狂暴的元婴灵力失去控制,在甬道内胡乱冲撞,
殷红叶本能的扣紧掌心元婴一击的符箓,准备趁他病要他命。
但一只手按住她的手腕。
云辞神色平静,
如果是之前,他会毫不犹豫的想方设法弄死这老东西。
现在的话,这可是一枚不错的棋子!
云辞迈开步子,来到痛苦蜷缩雍天阔面前,
居高临下看着这位大雍前太子,眼眸深邃,
“雍老前辈,这百毒噬骨,还有死气吞噬心脉的滋味,你还能抗多久?”
雍天阔痛得说不出话,幽绿的眼瞳剧烈震颤,却警惕的看着云辞。
云辞没再废话,右手翻转,
一枚散发着清香的四阶丹药出现掌心,随手抛入雍天阔口中。
“吞下去。”
伴随雍天阔服用,他的状态顿时好转。
与此同时,
云辞靠近,右手掌心贴在雍天阔左肋上方寸许,
他死亡灵根隐晦一动,霸道的抽走这些游离的死气。
感受到这纯正的死亡之力,云辞眼神微眯。
有意思,
大雍仙朝地底,居然也有死亡之力的痕迹!
此时,
当死气消失的瞬间,
雍天阔的身体猛地绷直,随后重重呼出一口浊气。
剧痛,消失了!
不仅如此,他甚至感觉到堵塞的灵力回路有了通畅的迹象。
雍天阔满脸骇然的抬起头,
看向云辞的目光彻底变了。
如果说之前令牌和情报让他信了三分,
现在这一手化腐朽为神奇的手段,让他信了十成。
这出手底蕴,以及能吸取最难缠的死亡之力的秘法,根本不是一般势力能办到!
“多谢……多谢阁下出手。
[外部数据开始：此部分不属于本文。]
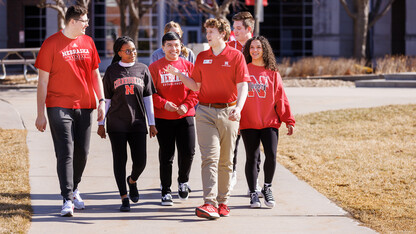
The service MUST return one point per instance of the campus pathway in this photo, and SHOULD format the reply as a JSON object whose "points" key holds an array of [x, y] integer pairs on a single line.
{"points": [[299, 208]]}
”雍天阔声音嘶哑,缓缓站起身,
云辞甩掉指尖的死气,双手重新背到身后。
“小事一桩,十三太子殿下说了,千金买马骨!前辈的命,比这大雍仙朝的江山值钱。”
殷红叶站在两步外,面无表情的看着前方河水。
她什么都不想说了。
雍天阔深吸一口气,野心的光芒熊熊燃烧,
“好!十三太子殿下既然如此看重老朽,老朽绝不推辞!只要大殷三万精锐就位,老朽必启动宫中内应,里应外合,活撕了雍玄那老狗!”
云辞赞赏的点头,
“前辈深明大义。殿下在天阙城运筹帷幄,早已铺好后路。大雍朝堂之上,同样有殿下安插的人员准备策应。边境三州,我大殷三十万玄甲军已在整军,只要前辈这边举事,立马挥师南下。”
殷红叶的眼皮狂跳。
三十万玄甲军?
这人撒谎到底过不过脑子!
吹牛逼是张口就来吗?!
雍天阔却不管,只听得热血沸腾,连连点头,
“好!好一个雄才大略的十三太子!老朽在这地底静候佳音!”
“不过眼下,有个麻烦。”
云辞叹了口气,抬头指了指上方,
“雍玄今夜发了疯,开启了天覆地载阵。我和我这不成器的护卫,出不去了。”
雍天阔随意扫了眼那个全程没什么存在感的护卫,然后看向云辞,
“阁下不必忧心。雍玄那老狗以为天覆地载阵天下无敌,却不知这大雍皇城的一切,有一半是老朽督建。”
雍天阔转过身,枯瘦的手指朝暗河深处虚引。
“跟老朽来。”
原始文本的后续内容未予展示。